I love chances when a LATERAL sub-query can be used to save some time in your query. Unfortunately, I think I'm pretty bad at explaining when and where it should be used, and I'm only OK at recognizing instances of when to use it. It just doesn't come up too often in my particular query designs.

Take a look at the Postgres documentation on LATERAL keyword for some ideas, and also I really like this SlideShare presentation by Markus Winand for helping to explain LATERAL a bit better.
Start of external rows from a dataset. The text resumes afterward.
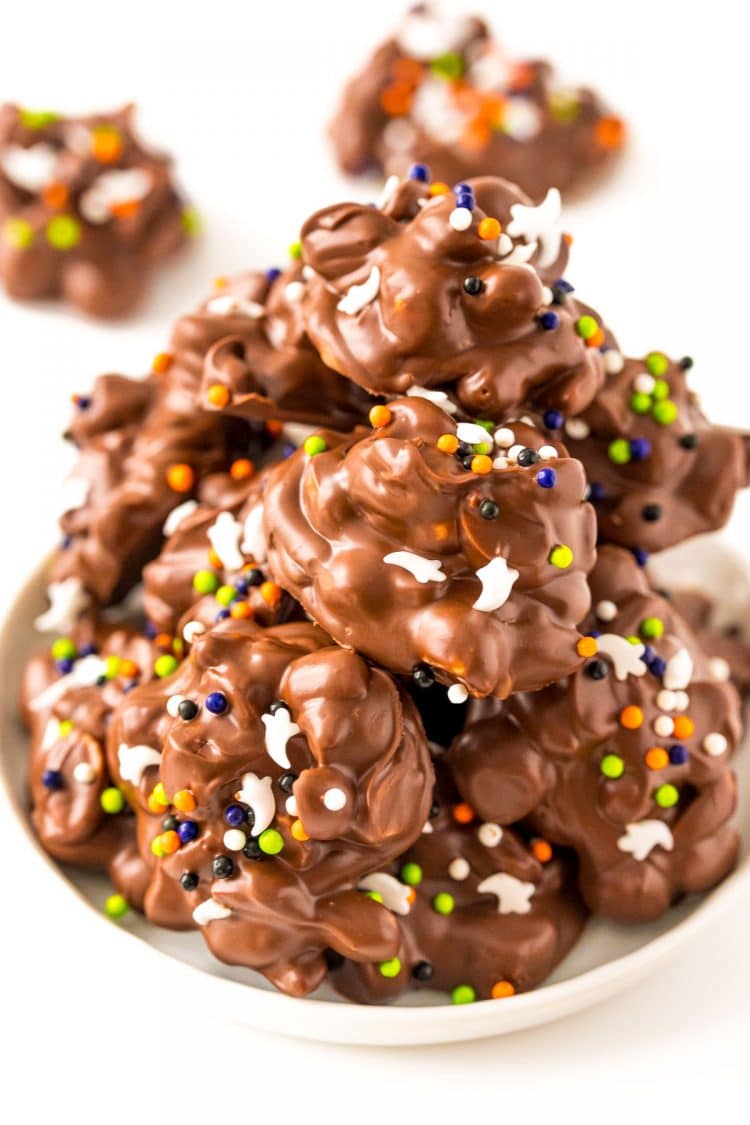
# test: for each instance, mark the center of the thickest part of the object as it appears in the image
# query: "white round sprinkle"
(172, 704)
(191, 630)
(457, 693)
(459, 869)
(644, 383)
(606, 610)
(715, 744)
(489, 834)
(504, 437)
(577, 429)
(84, 773)
(295, 291)
(460, 218)
(613, 361)
(667, 701)
(334, 799)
In essence, it has a flavor of a "for each" statement in typical pseudo-coding vernacular.

The reason I looked into it for your case was: you were building the items_to_work table, and then using the client_id attribute of items_to_work in your sub-SELECT, where you checked if items_to_work.order_id was IN the distinct returned set of orders.id values. Using items_to_work attributes in the WHERE clause of the sub-SELECT was the red flag for me.
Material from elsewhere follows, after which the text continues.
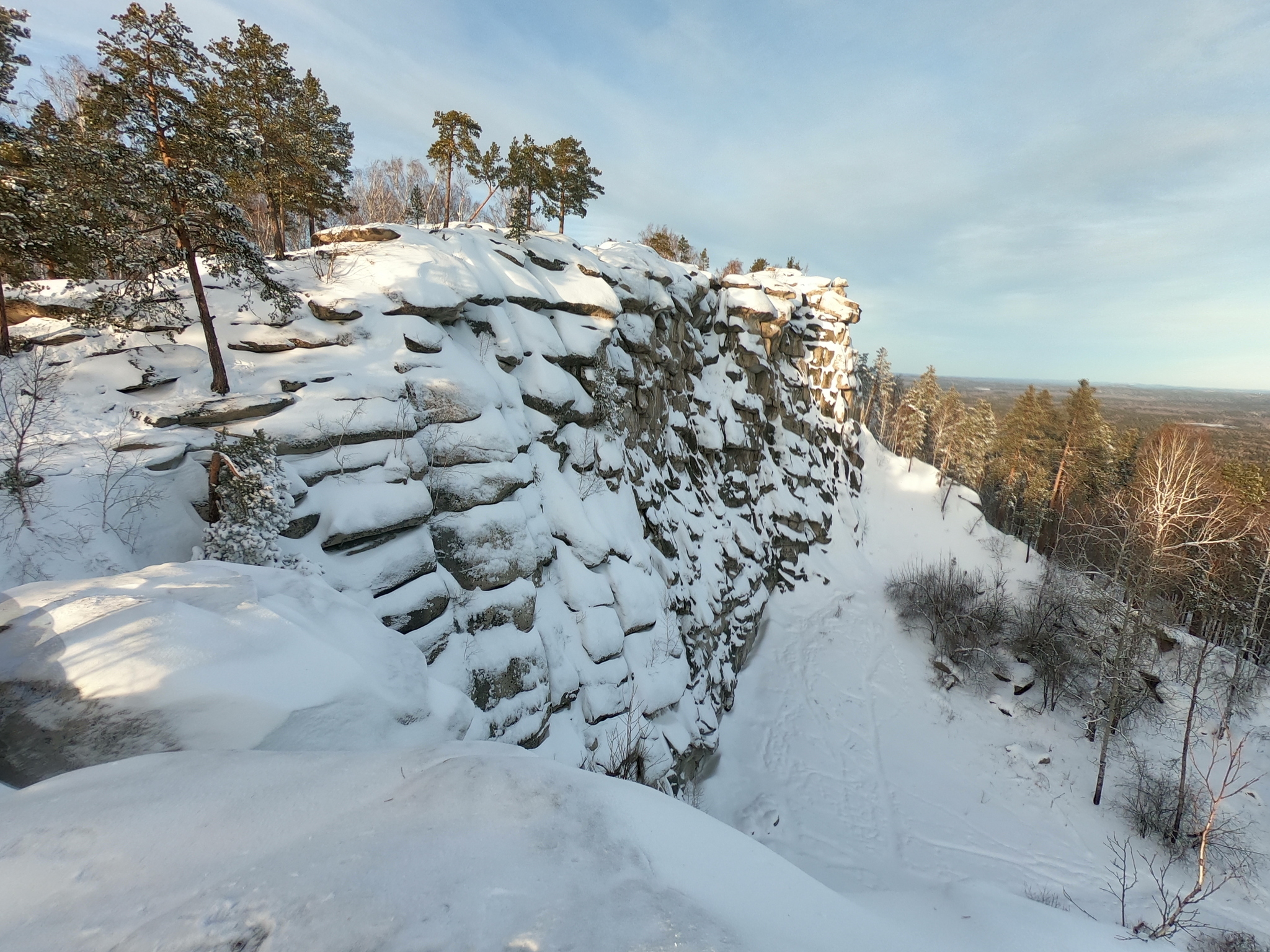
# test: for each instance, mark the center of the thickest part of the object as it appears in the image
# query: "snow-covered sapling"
(121, 491)
(248, 501)
(29, 413)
OK, so I realize the explanation of my motivation isn't so hot, sorry! :P On to the results...

New Query

Without further ado, here it is:

SELECT *
FROM (
  SELECT
    order_items.id item_id,
    order_items.product_id,
    order_items.quantity,
    order_items.lead_days,
    orders.id order_id,
    orders.client_id client_id,
    (DATE '2014-07-18' + order_items.lead_days) ship_date
  FROM order_items
  INNER JOIN orders ON orders.id = order_items.order_id
  WHERE
-- find all order items that have active orders on the production_date + lead time
    DATE '2014-07-18' >= (orders.start_date - order_items.lead_days)
    AND (
      DATE '2014-07-18' <= (orders.end_date - order_items.lead_days)
      OR orders.end_date IS NULL
    )
) items_to_work,
LATERAL(
  SELECT id FROM orders
  WHERE orders.client_id = items_to_work.client_id
  AND start_date <= ship_date and (end_date is NULL OR end_date >= ship_date)
  AND items_to_work.order_id = orders.id) lat;

Also, you can note that we get back identical results as those you are expecting, except for a single added column on the right side, as part of the LATERAL selection, which is a replication of the orders.id. I'm not super experienced with LATERAL (it doesn't come up too often in my work), so if that's a problem for you, we can sort out a way to drop it. :P

`EXPLAIN` results

So, we don't have the big data set which you have, so that we can really test out the results of the new query versus the old. I'm relying on the EXPLAIN estimates here, but...

Using the Old SQLFiddle, we can see that the overall estimated cost is approximately 283,000 Postgres units. :P

Using the New SQLFiddle, we can see the much better estimated cost of only 204!!